Friday, August 10, 2007

Next Generation Data Center

I talked to a few customers at the Next Generation Data Center expo who had one very interesting observation. While there is a lot of talk today about the the design of the next generation data center, how it optimizes space, how it handles cooling, how it has a lower power consumption profile (or adapts power consumption to load), how it minimizes heat output, how water cooled heat exchangers reduce cooling costs, etc., there are no good templates, recommendations, or guidelines. IBM Global Business Services does provide a contract rate for designing data centers with most of these in mind, based on your lab size, your power constraints, your cooling constraints, etc., but everything is still a one-off design and there are still a lot of tools missing along the way.

It *is* clear, however, that space, power, and cooling are still primary concerns, and the normal constraints of price and performance are not released very much if at all. There are little things coming that will help with this, such as powertop which will help optimize applications and workloads a bit for power consumption.
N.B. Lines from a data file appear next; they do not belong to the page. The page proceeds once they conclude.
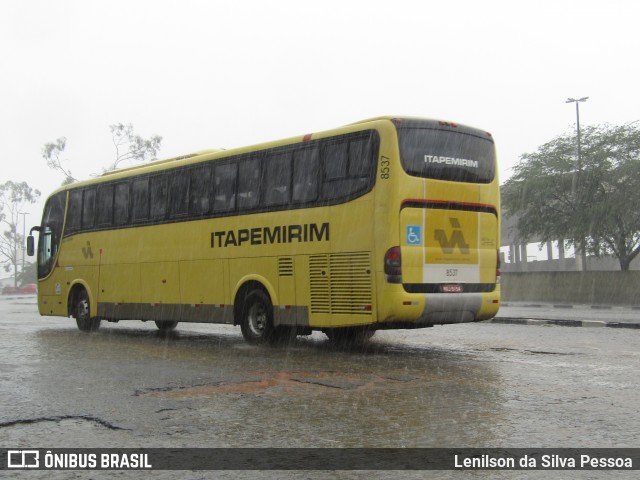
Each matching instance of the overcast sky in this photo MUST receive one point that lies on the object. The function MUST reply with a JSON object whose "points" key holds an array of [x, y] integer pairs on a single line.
{"points": [[207, 74]]}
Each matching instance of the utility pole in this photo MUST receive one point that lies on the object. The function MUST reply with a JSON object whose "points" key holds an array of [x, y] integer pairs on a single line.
{"points": [[581, 264]]}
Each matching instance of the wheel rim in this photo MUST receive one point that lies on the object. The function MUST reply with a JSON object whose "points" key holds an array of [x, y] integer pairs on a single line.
{"points": [[257, 319], [82, 310]]}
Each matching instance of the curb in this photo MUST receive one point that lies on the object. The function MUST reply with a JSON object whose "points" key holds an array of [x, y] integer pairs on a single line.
{"points": [[563, 323], [569, 306]]}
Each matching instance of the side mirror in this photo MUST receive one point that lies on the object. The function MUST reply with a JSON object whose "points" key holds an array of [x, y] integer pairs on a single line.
{"points": [[30, 245]]}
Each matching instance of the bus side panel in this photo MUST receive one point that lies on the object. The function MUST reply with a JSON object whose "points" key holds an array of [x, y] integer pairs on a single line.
{"points": [[202, 282], [119, 283], [161, 283]]}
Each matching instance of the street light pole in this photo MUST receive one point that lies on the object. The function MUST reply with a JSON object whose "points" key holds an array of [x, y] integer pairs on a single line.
{"points": [[24, 233], [577, 102], [582, 265]]}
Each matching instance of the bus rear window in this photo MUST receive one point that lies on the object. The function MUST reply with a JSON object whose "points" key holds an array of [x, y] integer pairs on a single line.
{"points": [[447, 155]]}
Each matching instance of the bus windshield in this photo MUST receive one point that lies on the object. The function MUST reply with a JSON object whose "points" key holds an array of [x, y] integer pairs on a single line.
{"points": [[443, 154], [50, 233]]}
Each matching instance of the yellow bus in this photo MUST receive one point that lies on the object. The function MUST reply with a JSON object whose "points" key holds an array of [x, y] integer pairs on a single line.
{"points": [[382, 224]]}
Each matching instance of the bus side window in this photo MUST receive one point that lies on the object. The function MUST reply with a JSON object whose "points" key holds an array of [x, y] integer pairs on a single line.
{"points": [[158, 196], [335, 159], [121, 204], [277, 179], [225, 187], [306, 169], [75, 211], [360, 158], [88, 208], [179, 194], [140, 210], [104, 205], [248, 184], [199, 203]]}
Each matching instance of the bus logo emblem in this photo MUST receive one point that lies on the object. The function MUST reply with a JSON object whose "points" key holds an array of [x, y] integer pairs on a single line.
{"points": [[448, 245], [414, 235]]}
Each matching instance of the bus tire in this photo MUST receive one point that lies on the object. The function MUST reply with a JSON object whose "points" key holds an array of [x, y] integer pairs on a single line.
{"points": [[256, 318], [166, 325], [82, 313]]}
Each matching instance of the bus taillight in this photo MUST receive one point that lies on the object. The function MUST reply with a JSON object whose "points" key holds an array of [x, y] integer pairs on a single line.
{"points": [[393, 265]]}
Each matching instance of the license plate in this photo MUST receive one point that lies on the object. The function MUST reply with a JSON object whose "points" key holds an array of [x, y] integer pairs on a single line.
{"points": [[451, 288]]}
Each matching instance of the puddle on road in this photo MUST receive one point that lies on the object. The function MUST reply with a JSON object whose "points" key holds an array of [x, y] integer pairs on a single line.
{"points": [[279, 380]]}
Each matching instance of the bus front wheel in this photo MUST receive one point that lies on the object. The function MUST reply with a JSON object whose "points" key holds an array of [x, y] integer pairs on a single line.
{"points": [[82, 313], [256, 318]]}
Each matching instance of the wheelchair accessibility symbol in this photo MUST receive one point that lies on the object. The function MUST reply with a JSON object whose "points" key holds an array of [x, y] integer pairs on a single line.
{"points": [[414, 235]]}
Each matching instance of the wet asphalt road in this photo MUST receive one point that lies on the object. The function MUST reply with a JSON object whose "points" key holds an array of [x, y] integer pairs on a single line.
{"points": [[473, 385]]}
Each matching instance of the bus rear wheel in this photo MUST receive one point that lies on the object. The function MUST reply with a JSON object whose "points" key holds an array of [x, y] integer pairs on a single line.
{"points": [[166, 326], [256, 318], [82, 313]]}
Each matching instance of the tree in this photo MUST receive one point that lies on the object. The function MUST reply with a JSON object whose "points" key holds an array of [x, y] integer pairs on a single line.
{"points": [[128, 147], [594, 203], [14, 197]]}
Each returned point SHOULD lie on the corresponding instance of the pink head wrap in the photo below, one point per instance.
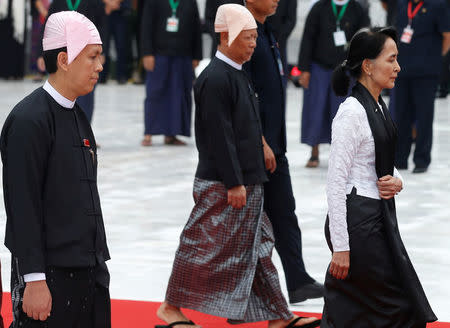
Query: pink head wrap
(234, 19)
(69, 29)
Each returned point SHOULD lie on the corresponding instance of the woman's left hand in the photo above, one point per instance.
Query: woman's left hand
(388, 186)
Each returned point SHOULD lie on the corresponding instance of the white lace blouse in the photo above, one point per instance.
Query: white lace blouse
(351, 164)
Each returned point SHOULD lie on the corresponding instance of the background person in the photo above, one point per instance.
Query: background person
(329, 26)
(266, 72)
(171, 49)
(424, 27)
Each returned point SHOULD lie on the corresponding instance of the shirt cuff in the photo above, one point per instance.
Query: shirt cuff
(37, 276)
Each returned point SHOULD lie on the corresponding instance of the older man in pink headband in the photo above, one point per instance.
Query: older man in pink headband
(223, 264)
(54, 226)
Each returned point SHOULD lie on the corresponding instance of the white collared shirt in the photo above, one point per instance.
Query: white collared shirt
(351, 164)
(59, 98)
(227, 60)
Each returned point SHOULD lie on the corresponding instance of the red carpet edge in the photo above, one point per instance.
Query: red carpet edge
(140, 314)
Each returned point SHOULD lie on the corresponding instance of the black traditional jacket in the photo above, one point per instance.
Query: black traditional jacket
(227, 127)
(52, 203)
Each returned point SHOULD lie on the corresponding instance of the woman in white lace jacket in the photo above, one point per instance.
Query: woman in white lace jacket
(370, 281)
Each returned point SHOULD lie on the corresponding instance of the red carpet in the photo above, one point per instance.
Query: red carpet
(137, 314)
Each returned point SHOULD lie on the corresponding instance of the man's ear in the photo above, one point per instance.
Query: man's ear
(62, 60)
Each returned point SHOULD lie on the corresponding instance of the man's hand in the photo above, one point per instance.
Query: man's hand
(237, 196)
(149, 63)
(340, 263)
(304, 79)
(388, 186)
(37, 300)
(41, 64)
(269, 157)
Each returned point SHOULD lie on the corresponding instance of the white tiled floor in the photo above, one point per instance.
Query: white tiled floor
(147, 196)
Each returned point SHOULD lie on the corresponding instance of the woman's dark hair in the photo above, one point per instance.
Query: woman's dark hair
(365, 44)
(51, 59)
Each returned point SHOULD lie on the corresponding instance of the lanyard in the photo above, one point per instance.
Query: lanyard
(72, 6)
(341, 12)
(412, 14)
(174, 5)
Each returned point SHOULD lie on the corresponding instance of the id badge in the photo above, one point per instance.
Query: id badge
(339, 38)
(407, 34)
(172, 24)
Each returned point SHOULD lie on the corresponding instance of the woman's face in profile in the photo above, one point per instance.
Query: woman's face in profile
(386, 67)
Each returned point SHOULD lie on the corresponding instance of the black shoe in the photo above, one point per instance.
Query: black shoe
(312, 290)
(420, 169)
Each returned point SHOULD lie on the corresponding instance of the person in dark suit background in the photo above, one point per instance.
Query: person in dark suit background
(266, 72)
(210, 15)
(283, 23)
(420, 56)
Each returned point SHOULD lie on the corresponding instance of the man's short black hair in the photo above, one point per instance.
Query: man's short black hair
(51, 59)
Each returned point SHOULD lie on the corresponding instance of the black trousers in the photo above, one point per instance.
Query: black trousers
(279, 204)
(78, 301)
(412, 103)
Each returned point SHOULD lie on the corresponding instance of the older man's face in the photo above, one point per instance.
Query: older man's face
(244, 45)
(84, 71)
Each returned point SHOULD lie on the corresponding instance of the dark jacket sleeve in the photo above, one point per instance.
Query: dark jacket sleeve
(248, 68)
(147, 28)
(309, 38)
(216, 104)
(25, 146)
(197, 38)
(289, 19)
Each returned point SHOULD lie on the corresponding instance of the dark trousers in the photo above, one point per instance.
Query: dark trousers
(117, 28)
(78, 301)
(86, 103)
(412, 102)
(1, 295)
(279, 204)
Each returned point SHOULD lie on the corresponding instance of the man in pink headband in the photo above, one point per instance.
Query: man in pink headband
(223, 263)
(54, 227)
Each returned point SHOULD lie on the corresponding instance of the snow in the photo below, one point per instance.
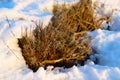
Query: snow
(16, 15)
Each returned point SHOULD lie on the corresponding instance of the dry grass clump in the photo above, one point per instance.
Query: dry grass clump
(64, 42)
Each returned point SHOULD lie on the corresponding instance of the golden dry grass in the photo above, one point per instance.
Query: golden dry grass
(64, 42)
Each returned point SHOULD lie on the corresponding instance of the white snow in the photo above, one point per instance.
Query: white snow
(16, 15)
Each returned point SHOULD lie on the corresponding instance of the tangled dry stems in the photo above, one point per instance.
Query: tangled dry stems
(64, 42)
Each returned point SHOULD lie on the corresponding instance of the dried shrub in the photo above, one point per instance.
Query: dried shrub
(64, 42)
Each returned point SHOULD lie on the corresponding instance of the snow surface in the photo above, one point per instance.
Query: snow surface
(16, 15)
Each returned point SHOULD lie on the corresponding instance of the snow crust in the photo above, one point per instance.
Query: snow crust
(16, 15)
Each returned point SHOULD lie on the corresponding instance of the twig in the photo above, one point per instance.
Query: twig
(12, 52)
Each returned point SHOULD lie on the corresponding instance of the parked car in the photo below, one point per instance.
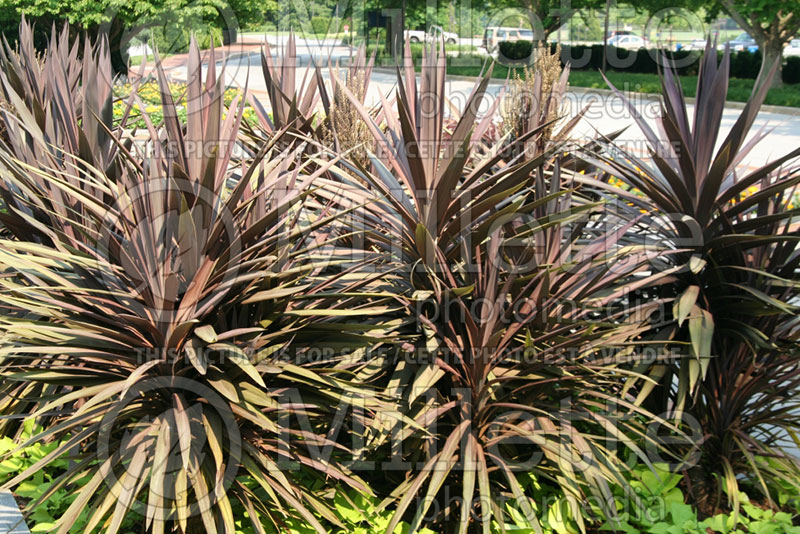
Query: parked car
(614, 33)
(494, 35)
(630, 42)
(792, 49)
(418, 36)
(743, 42)
(696, 44)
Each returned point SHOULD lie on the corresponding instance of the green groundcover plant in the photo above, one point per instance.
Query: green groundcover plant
(308, 314)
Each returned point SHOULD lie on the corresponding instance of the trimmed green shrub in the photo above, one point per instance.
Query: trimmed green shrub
(791, 70)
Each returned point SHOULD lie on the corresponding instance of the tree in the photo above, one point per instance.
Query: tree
(125, 20)
(772, 24)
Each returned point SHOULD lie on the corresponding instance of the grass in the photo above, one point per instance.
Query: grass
(738, 91)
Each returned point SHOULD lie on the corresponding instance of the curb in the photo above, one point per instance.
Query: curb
(655, 97)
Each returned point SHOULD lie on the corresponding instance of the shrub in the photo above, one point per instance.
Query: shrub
(740, 247)
(791, 70)
(339, 312)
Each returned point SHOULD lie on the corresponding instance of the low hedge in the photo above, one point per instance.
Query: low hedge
(743, 64)
(791, 71)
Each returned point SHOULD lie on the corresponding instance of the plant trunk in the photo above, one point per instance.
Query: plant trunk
(771, 51)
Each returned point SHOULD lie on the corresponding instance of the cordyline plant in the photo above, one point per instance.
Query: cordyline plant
(147, 330)
(731, 237)
(535, 368)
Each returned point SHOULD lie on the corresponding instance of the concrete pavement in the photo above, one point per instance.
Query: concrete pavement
(606, 113)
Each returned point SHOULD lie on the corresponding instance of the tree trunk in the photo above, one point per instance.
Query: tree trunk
(771, 51)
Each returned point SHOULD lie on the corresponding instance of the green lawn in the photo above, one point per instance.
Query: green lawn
(738, 90)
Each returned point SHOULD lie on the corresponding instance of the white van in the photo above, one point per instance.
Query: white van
(494, 35)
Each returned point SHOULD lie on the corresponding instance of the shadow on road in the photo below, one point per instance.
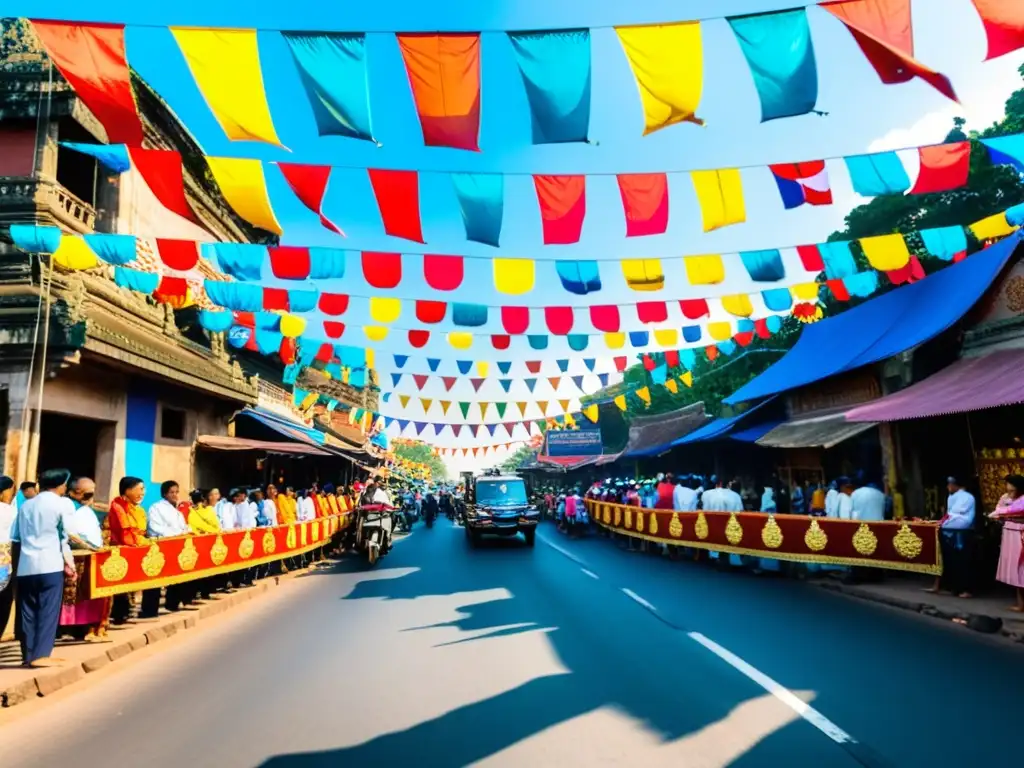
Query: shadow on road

However, that is only a drop in the bucket compared to optimizing data centers for power consumption or cooling. There are some mechanisms in use with workload consolidation such as IBM's recent announcement with System Z which reduce costs in terms of power, cooling, systems administration, while increasing application availability and throughput monitoring.

However, it is starting to look like the holy grail for large data centers involves a combination of software metric measurements of power consumption and heat generation, combined with the software to move workloads around, reduce power while meeting service level agreements, and powering machines or portions of machines on and off on demand. Most of that software does not exist today, and what does exist isn't yet targetted at managing a full data center that many corporations use today. I believe this will be a key area to watch over the next year or three as more and more companies get on the Green bandwagon.